Depending on how much cash you need (and how much you have), you may find that using personal funds is the best option. Over 50% of small business start-ups are financed with personal funds. If your business doesn't require producing a product, or hiring employees, or renting an office, then you probably can get along fine without much in the way of financing. But, remember our list of operating expenses from the last session. Your business is going to need some form of sales or marketing, which means advertising, which means spending money. This means you go into your savings account, take out a second mortgage or home equity loan, get a personal loan, or dig up that jar buried in the back yard.
A home equity loan is a low-risk, relatively simple way to secure funding for your business. The bank doesn't really care what you are using the money for, and you'll be financing your business yourself. Often, having a larger financial investment in the business personally will have more weight when you're trying to get a business loan.

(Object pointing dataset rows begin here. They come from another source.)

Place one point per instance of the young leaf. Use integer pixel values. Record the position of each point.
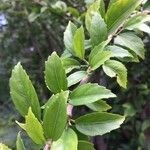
(19, 143)
(67, 141)
(69, 64)
(98, 29)
(55, 116)
(33, 128)
(89, 93)
(83, 144)
(115, 68)
(131, 41)
(4, 147)
(78, 43)
(23, 93)
(118, 12)
(99, 106)
(98, 123)
(76, 77)
(68, 36)
(55, 76)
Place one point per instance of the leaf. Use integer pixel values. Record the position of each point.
(119, 51)
(99, 106)
(76, 77)
(89, 93)
(98, 56)
(55, 116)
(68, 36)
(23, 93)
(33, 128)
(19, 143)
(115, 68)
(55, 76)
(118, 12)
(98, 29)
(4, 147)
(78, 43)
(131, 41)
(98, 123)
(69, 64)
(68, 140)
(83, 144)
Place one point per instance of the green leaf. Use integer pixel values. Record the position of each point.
(23, 93)
(118, 12)
(55, 116)
(67, 141)
(89, 93)
(76, 77)
(98, 29)
(83, 144)
(98, 123)
(119, 51)
(78, 43)
(55, 76)
(69, 64)
(99, 106)
(131, 41)
(98, 56)
(68, 36)
(33, 128)
(4, 147)
(115, 68)
(19, 143)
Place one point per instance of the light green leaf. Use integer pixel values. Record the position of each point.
(98, 123)
(119, 51)
(68, 36)
(115, 68)
(131, 41)
(4, 147)
(23, 93)
(67, 141)
(76, 77)
(78, 43)
(19, 143)
(89, 93)
(99, 106)
(118, 12)
(33, 128)
(69, 64)
(55, 116)
(98, 29)
(83, 144)
(55, 76)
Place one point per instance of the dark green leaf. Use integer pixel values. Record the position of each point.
(55, 76)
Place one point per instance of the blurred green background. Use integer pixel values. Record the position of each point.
(29, 31)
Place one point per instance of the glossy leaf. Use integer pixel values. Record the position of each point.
(98, 29)
(67, 141)
(83, 144)
(55, 116)
(19, 143)
(33, 128)
(55, 76)
(89, 93)
(118, 12)
(131, 41)
(78, 43)
(68, 36)
(99, 106)
(98, 123)
(23, 93)
(76, 77)
(115, 68)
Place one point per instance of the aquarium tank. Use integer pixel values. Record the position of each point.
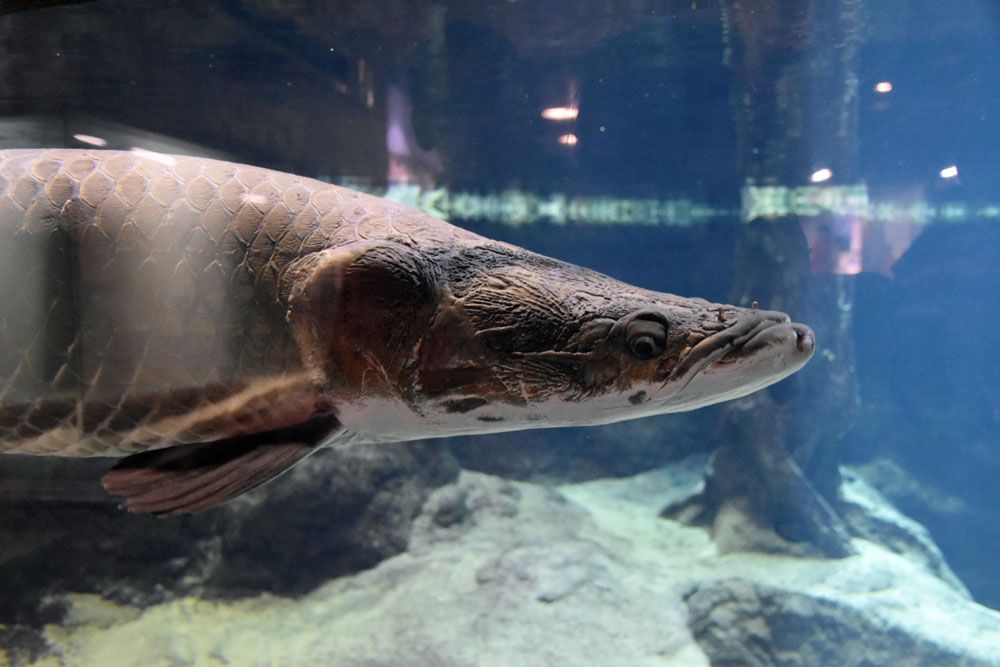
(572, 471)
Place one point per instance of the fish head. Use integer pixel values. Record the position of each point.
(529, 341)
(406, 343)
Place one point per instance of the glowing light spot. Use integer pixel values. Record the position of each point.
(821, 175)
(560, 113)
(89, 139)
(153, 155)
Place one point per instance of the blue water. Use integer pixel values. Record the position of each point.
(443, 102)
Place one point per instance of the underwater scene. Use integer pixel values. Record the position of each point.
(449, 333)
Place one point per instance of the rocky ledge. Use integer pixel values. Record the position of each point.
(504, 573)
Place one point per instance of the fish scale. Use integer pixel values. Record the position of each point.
(219, 322)
(141, 293)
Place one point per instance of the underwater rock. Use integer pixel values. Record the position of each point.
(739, 622)
(502, 573)
(575, 455)
(871, 516)
(341, 511)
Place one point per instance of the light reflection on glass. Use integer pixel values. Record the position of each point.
(90, 139)
(153, 155)
(821, 175)
(560, 113)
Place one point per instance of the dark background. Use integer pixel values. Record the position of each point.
(301, 86)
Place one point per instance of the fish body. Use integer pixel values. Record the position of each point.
(194, 314)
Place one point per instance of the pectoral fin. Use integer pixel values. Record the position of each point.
(189, 478)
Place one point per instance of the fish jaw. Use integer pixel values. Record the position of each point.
(772, 349)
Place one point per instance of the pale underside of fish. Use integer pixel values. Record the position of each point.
(218, 322)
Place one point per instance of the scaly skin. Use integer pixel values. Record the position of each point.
(144, 301)
(156, 301)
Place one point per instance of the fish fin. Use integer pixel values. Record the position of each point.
(189, 478)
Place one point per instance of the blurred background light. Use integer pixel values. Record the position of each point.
(560, 113)
(821, 175)
(951, 171)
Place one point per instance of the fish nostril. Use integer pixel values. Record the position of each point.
(805, 340)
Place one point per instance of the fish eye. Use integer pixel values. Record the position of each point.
(646, 338)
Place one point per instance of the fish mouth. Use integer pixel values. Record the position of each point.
(748, 337)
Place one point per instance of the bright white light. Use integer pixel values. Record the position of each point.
(153, 155)
(560, 113)
(821, 175)
(88, 139)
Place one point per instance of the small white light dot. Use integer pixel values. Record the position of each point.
(951, 171)
(821, 175)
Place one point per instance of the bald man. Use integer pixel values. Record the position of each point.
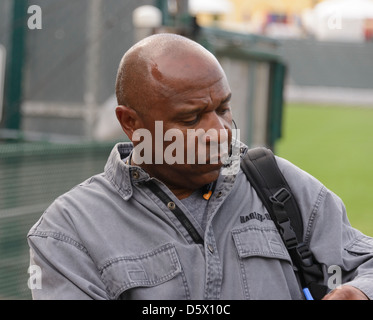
(165, 221)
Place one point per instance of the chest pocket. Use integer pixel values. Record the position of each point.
(153, 275)
(265, 265)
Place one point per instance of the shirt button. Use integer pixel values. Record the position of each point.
(171, 205)
(135, 174)
(211, 248)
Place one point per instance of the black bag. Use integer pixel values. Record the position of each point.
(260, 167)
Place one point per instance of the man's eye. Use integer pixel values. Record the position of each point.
(191, 122)
(224, 110)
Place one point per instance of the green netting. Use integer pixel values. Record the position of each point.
(32, 175)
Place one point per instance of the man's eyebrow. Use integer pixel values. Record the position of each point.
(227, 99)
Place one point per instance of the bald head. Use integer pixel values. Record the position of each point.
(161, 66)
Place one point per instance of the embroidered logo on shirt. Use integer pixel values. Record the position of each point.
(255, 215)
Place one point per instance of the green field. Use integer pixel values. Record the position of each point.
(334, 144)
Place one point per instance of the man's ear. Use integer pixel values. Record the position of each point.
(128, 119)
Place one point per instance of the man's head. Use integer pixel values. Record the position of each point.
(172, 80)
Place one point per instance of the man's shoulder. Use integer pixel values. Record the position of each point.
(73, 207)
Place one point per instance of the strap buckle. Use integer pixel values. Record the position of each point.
(288, 234)
(280, 197)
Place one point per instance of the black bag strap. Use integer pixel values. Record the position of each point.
(260, 167)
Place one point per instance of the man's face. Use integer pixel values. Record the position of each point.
(194, 102)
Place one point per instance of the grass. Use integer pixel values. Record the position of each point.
(335, 145)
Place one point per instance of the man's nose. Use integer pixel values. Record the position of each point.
(216, 124)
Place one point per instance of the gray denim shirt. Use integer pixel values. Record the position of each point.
(113, 237)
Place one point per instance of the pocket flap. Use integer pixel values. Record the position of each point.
(145, 270)
(361, 245)
(264, 241)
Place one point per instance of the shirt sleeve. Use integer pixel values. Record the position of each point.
(345, 254)
(61, 278)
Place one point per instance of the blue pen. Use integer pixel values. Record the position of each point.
(307, 294)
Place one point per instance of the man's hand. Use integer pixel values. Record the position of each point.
(346, 293)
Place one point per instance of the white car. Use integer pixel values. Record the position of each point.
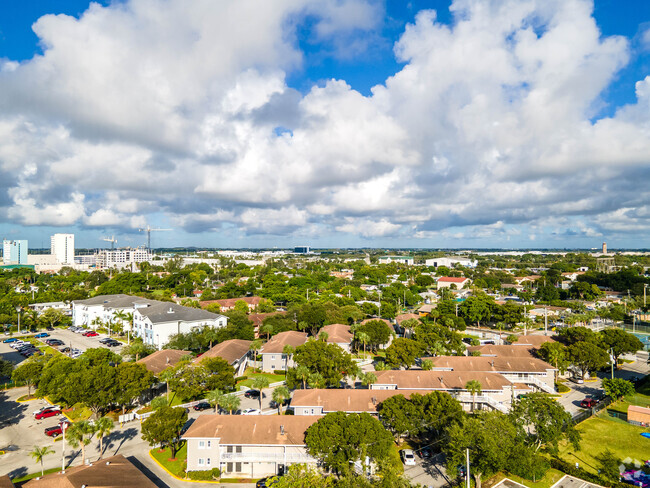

A personal loan is also a possibility, but make sure you let the bank know that you plan on using the money for your business.
Or, use the Spike Lee method and start taking advantage of some of those pre-approved credit cards you get in the mail every day! Hey, it can work -- just make sure you check out the interest rates, annual fees, and late fee charges.
If yours is a simple business, you could also bootstrap it. This means that, with a very small investment, you get the business going and then use the profits from each sale to grow the business. This approach works well in the service industry, where start-up expenses are sometimes low and you don't need employees initially.